Bernard Pierre Magnan (7 December 1791 in Paris – 29 May 1865 in Paris) was a Marshal of France.

Magnan started his career as an enlisted soldier of the 66th Line in 1809. Promoted to sergeant in 1810, the next year he entered the officers ranks and was successively promoted 2nd lieutenant, 1st lieutenant and captain. From 1810 to 1813 Magnan took part in the Peninsular War. In January 1814 he was transferred to the Imperial Guard, with which he took part in the French campaign of 1814, being wounded at Craonne. On half pay during the Bourbon Restoration, he rejoined Napoléon's Imperial Guard during the Hundred Days.

After Waterloo and the Second Restoration, he transferred to the 6th regiment of the Royal Guard. In 1820 he was made a battalion commander in the 34th Line, in 1820 he became lieutenant-colonel in the 60th Line. In 1823 he took part in the Spanish campaign. Promoted to colonel of the 49th Line, he took part in the conquest of Algeria.

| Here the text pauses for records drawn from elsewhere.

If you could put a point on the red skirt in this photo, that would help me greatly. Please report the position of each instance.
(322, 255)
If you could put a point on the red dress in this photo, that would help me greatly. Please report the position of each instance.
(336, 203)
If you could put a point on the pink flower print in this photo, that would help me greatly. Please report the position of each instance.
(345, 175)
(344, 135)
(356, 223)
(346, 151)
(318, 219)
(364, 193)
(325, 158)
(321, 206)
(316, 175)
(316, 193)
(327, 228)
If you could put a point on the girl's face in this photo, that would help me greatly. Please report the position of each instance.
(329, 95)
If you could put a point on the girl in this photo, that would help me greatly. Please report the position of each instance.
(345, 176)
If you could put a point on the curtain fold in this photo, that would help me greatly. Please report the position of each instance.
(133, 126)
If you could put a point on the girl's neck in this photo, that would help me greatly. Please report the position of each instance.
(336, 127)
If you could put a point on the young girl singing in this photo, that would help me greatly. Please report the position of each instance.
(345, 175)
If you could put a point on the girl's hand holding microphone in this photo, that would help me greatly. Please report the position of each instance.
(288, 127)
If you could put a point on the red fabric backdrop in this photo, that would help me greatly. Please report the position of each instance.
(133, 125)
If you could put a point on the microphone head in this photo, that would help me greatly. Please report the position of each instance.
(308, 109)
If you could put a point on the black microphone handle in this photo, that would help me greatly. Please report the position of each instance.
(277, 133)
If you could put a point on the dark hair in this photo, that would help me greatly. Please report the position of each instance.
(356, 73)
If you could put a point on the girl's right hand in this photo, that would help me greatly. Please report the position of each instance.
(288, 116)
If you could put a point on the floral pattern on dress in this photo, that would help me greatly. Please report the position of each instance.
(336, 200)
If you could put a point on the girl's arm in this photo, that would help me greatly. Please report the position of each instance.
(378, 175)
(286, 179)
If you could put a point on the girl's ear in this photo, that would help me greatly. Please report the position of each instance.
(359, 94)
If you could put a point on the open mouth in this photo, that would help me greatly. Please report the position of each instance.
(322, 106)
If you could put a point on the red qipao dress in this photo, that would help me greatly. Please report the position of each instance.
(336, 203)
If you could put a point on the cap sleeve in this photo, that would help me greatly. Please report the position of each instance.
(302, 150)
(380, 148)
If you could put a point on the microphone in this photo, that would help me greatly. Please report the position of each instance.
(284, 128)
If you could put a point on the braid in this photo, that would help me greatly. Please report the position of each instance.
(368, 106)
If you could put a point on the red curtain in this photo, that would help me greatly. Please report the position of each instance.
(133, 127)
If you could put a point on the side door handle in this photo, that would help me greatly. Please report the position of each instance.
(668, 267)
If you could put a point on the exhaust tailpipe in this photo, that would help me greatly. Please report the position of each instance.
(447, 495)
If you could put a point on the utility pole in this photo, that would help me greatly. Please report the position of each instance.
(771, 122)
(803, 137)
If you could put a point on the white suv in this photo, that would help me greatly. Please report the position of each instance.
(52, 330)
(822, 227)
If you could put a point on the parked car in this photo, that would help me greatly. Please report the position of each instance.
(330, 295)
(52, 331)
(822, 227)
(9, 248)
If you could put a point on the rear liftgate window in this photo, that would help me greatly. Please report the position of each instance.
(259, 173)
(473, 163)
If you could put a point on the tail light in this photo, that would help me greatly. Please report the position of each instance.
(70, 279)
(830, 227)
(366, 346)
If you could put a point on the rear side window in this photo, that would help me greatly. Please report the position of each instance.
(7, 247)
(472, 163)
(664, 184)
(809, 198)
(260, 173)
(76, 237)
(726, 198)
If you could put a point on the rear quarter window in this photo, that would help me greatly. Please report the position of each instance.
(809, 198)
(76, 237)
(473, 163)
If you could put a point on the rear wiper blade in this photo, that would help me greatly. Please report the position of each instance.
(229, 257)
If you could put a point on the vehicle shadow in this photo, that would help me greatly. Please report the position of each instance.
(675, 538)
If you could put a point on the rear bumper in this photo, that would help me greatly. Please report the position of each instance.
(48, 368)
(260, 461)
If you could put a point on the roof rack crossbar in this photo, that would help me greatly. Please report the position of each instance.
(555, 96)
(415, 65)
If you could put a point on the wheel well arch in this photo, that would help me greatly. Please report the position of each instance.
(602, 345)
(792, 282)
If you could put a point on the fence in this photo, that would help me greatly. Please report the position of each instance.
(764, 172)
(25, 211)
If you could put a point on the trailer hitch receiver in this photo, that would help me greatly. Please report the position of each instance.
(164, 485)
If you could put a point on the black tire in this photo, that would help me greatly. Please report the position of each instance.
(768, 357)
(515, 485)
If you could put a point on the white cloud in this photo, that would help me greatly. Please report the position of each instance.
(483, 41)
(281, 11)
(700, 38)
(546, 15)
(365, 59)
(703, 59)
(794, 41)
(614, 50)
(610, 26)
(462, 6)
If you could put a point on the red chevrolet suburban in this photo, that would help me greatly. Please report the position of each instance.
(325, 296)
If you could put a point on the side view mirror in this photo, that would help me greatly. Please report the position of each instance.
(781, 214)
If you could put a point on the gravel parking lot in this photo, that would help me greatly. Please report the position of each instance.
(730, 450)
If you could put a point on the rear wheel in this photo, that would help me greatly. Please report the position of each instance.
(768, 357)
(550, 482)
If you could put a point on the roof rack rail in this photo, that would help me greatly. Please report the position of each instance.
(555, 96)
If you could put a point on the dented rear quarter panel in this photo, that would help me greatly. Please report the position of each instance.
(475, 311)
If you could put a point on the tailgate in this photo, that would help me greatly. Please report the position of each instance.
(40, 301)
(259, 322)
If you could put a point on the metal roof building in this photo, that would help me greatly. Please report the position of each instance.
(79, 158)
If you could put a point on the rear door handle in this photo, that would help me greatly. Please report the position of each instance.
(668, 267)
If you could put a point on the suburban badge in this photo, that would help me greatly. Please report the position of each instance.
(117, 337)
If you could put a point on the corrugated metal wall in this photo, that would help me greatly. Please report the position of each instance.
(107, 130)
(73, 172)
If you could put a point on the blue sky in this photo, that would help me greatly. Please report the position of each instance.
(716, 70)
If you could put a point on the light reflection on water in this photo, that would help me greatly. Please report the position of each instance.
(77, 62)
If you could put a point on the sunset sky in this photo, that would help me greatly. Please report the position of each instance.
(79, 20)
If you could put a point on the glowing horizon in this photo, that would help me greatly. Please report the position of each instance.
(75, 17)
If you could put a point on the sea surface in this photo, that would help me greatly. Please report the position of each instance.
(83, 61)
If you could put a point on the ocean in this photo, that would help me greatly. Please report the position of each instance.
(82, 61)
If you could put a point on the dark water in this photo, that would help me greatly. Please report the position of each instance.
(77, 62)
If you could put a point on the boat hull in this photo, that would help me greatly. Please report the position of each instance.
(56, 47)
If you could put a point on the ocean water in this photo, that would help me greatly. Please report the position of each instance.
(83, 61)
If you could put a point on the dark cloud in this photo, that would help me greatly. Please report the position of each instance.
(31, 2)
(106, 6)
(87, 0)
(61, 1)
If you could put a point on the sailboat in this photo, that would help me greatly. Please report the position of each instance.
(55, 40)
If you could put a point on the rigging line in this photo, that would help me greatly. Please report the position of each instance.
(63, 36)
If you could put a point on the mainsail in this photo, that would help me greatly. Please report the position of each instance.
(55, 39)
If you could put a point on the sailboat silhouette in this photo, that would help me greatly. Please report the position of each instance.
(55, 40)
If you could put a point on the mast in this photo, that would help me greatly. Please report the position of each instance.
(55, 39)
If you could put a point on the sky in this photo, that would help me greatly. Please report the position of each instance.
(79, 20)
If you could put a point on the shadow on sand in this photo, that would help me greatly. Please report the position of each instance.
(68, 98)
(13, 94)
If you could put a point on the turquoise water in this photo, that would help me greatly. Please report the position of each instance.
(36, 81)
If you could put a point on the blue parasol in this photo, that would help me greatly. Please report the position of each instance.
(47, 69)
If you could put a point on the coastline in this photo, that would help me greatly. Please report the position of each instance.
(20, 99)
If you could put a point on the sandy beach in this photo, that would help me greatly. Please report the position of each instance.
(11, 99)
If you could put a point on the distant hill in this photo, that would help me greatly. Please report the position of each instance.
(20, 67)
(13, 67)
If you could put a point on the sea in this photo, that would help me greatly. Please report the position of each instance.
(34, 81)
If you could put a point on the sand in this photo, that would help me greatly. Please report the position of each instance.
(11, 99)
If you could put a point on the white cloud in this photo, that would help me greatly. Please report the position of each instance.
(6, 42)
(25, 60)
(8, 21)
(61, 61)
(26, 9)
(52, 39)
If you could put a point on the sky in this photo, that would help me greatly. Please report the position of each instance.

Magnan joined general officers rank in 1835 when he was made maréchal du camp. From 1832 to 1839 Magnan served in Belgium as part of a French force stationed there to safeguard the newly won Belgian independence. From 1839 to 1845 he was commander of the department du Nord. In 1845 he was promoted to général de division. In 1848 he commanded at Lyon until he was wounded during the insurrection. In July 1849 he was given command of the 4th military Division in
Strasbourg, the same year he became a deputy for the department of the Seine.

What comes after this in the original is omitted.